— Молчите! Вы кричите, как будто бы кругом глухие.
— Так что же? Должен же лакей меня услышать!
— Все слышат, не только лакей, детка!.. Вас все слышат! Вот, посмотрите: герцог повернулся и глядит на вас!
— Меня это нисколько не стесняет! Напротив!.. У него вкус получше, чем у Пейраса, у герцога.
Голос ее становился все более громким. Доре бросала в стенное зеркало беспокойные взгляды. Невозможно, чтобы на расстоянии каких-то жалких четырех столиков не было слышно каждое слово. Теперь берегись!.. Все это должно дурно кончиться.
И эта Селия, которая не хочет успокоиться. Быть может, стоит вмешаться? Маркиза наклонилась вперед:
— Селия! Серьезно!.. Неужто вы собираетесь вцепиться в волосы этой женщине?
— Я, вы смеетесь, что ли? Я побоюсь запачкать руки.
— Тогда, прошу вас, говорите потише. А если нет, так я поручусь, что вам придется запачкать ваши руки!..
— Оставьте! В Марселе люди смелы на словах, но не на деле. Посмотрите только, как она уткнула нос в тарелку, эта большая сардинка. А ее покровитель заодно!.. Ужинайте спокойно, бедная моя Доре! Немного шампанского, а?
Она выхватила из никелированного ведерка бутылку с красной головкой и налила полные стаканы. Упали последние капли. Селия поставила бутылку.
— Ну вот!.. Доре, вы что-то говорили о грязных руках…
Бутылка, почему-то не вытертая лакеем от пыли, в толченом льду покрылась зеленоватой грязью. И пять растопыренных пальцев Селии были цвета бронзы.
— Возьмите мою салфетку.
— О нет! Это слишком противно, я иду к умывальнику.

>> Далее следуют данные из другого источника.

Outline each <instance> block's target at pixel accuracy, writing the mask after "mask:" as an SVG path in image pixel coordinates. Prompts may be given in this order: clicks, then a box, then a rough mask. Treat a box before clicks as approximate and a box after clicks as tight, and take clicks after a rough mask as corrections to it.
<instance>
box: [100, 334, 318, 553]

Она встала резким движением: нервы ее, разумеется, были отнюдь не в порядке. Она с шумом отодвинула стул.
Маркизу охватило предчувствие:
— Пойти с вами?
Но Селия уже удалялась:
— Нет, нет, нет!.. Оставайтесь. Я возвращусь через минутку.
Она прошла мимо столика своего недруга. И ее развевавшаяся юбка коснулась юбки ее соперницы; соперница в действительности и не думала утыкать нос в тарелку, но совсем некстати внимательно разглядывала кончики своих ногтей и убеждалась, без сомнения, что они нуждаются в полировальной щеточке. Всем известно, что на умывальнике в «Цесарке» можно найти щеточки для ногтей…

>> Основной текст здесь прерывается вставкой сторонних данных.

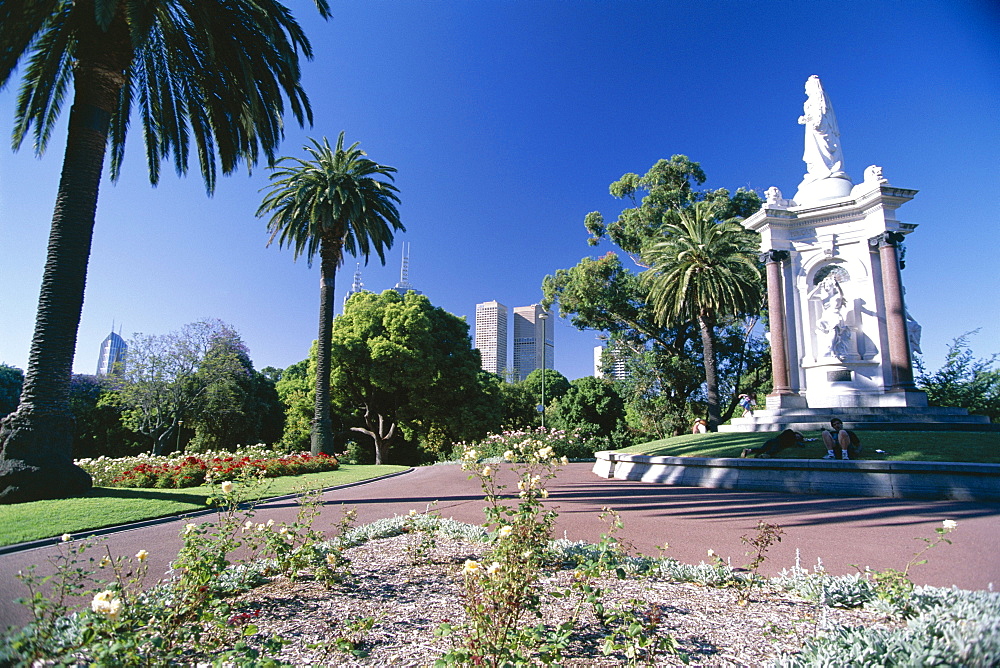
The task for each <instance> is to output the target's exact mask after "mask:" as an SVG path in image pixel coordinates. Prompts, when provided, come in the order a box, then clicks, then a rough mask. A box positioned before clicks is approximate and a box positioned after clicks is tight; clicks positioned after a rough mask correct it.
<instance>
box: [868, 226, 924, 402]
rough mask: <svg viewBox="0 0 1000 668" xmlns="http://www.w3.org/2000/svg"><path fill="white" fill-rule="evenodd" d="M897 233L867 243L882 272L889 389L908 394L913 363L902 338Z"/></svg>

Пейрас не успел спросить ее; его новая любовница, как на пружине, вскочила и уже неслась по пятам его прежней любовницы.
Зал «Цесарки» длинный, он тянется от Страсбургского бульвара до улицы Пико. Скромная дверка выходит на эту последнюю улицу, и в коридоре, который ведет к двери, расположены умывальники и два или три небольших кабинета.
Войдя в первую комнату с умывальником, Селия тотчас же погрузила вымазанные грязью руки в умывальный таз, полный воды. В это самое мгновение с порога раздались слова, произнесенные чрезвычайно раздраженным голосом:
— Послушайте, вы, шлюха вы этакая!.. Вам, верно, хочется, чтоб я заехала вам в морду, чтоб обучить вас вежливости!.. Попробуйте только вести себя так, как до сих пор… Сократите свой пыл — или я вас сокращу, будьте покойны!..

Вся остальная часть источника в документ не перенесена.